In a world where being entertained wherever you are, on the move or at your neighbourhood coffee shop, is not considered an unreasonable demand, a paradox exists. Video and audio content certainly isn’t getting any lighter, and high-definition is making a big dent in storage capacities across the world. And, even if almost all the latest smartphones and tablets feature expandable memory (excepting of course, the Apple family), you’d still fill things up pretty fast, and struggle with remembering which memory card has what on it, forget about the bother of carrying them around everywhere you go. Fortunately for us all, while content size is increasing, so is the speed and reach of mobile connectivity. Considering all this, the answer to your portable storage problems is exceedingly obvious – cloud storage.

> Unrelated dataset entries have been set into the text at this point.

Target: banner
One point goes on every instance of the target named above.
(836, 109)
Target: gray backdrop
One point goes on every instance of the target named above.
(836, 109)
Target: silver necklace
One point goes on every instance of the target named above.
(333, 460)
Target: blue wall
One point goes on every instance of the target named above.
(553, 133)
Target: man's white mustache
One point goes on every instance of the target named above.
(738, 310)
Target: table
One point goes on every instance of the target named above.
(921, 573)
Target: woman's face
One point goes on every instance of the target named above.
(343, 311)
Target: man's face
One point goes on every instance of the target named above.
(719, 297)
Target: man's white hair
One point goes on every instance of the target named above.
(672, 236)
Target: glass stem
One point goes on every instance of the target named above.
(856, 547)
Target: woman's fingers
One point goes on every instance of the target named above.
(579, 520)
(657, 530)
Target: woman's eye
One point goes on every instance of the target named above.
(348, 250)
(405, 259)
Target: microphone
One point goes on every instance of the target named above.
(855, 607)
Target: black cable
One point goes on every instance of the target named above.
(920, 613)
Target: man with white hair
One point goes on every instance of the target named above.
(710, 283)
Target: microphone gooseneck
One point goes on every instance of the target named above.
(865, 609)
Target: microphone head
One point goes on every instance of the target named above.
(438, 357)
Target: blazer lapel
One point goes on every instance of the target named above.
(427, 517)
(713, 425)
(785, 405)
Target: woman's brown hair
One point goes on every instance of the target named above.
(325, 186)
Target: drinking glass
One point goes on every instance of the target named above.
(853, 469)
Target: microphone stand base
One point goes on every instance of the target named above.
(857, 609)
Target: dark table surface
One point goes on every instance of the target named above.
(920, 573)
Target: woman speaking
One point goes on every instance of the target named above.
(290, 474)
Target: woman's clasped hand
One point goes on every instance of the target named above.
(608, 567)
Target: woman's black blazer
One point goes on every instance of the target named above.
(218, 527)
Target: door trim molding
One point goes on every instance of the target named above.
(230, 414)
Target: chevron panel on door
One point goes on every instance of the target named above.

To truly utilize the potentials of cloud storage however, some very efficient cloud-syncing is in order, apart from of course, good streaming between servers, computers, and your portable devices. Reports are in, that iTunes is on its way to becoming a cloud service, aiming to excel at wireless streaming and syncing of content between Apple’s servers, your computer and devices.
iTunes is the acknowledged (U.S.) market leader for audio content, and millions of users will be glad of when it shifts to the cloud, giving them the new ability to enjoy their content across a range of their devices, content that will not be limited (or at least as severely) to their device’s storage capacity, and accessible from anywhere.
You might be wondering by now that if we are talking about the cloud, how come there has been no mention of Google yet, the undisputed cloud service provider. Well, that’s because while Google does provide a wide variety of professional and personal cloud services, it still lacks any real offering from the entertainment sector, most especially music. YouTube, is the noticeable exception to this lack of Google entertainment content, but then again, that doesn’t allow you the same freedom of playlist generation as iTunes would, or, let you carry you DRM music around.
However, Google is certainly not going to let the cloud entertainment space go that easily, and apart from Google TV, mentioned the launch of a music service (which might turn out to be called Google Music) for this American Fall, which will offer over the air downloads for Android platform, and remote access of the media.
Be that as it may, Apple will still manage to retain its massive iTunes userbase, simply because so many users have DRM content that’s tied to the platform, and they will be loathe to leave it all behind them if they migrate to a newer service. The iPhone/iPad will continue to be popular entertainment devices, becoming simply content viewers (and a phone too, in the case of the iPhone) in the Apple cloud ecosystem.
Of course, to leave it just at audio and video content would be rather short-sighted of Apple, when they have a whole world of content out their, in the form of applications for the iOS platform. Apple TV looks it will play a major part in the ecosystem, and will also almost definitely be on the common iOS platform. So, while the battle between iTunes and Google Music might have an obvious result, the real wild card out there is how applications can be leveraged on the cloud, and this is the space that Google has been flourishing in for some time now, with no-one else having the same level of cloud experience. Cross-browser applications, Chrome-specific applications, Android applications, Google has a whole range, cumulatively rivalling the variety of entertainment apps on the iOS platform, and on the productivity side, goes one large step ahead.
Just like Google’s, Apple’s syncing is going extend to more than just apps or audio/video content, but, also update your “calendar, notes, or contacts”. This service is already provided by Apple’s MobileMe, so the odds are, the new syncing will probably be a free version of the same…
The same reports that partially detail Apple’s cloud initiatives, say that the services (iTunes, Apple TV, and more) will be launched around the American Fall, which is the same time that Google Music and Google TV are expected. This is also around the same time that another phase of competition between Apple and Google will begin, mobile advertising, when iAds will battle AdSense for supremacy.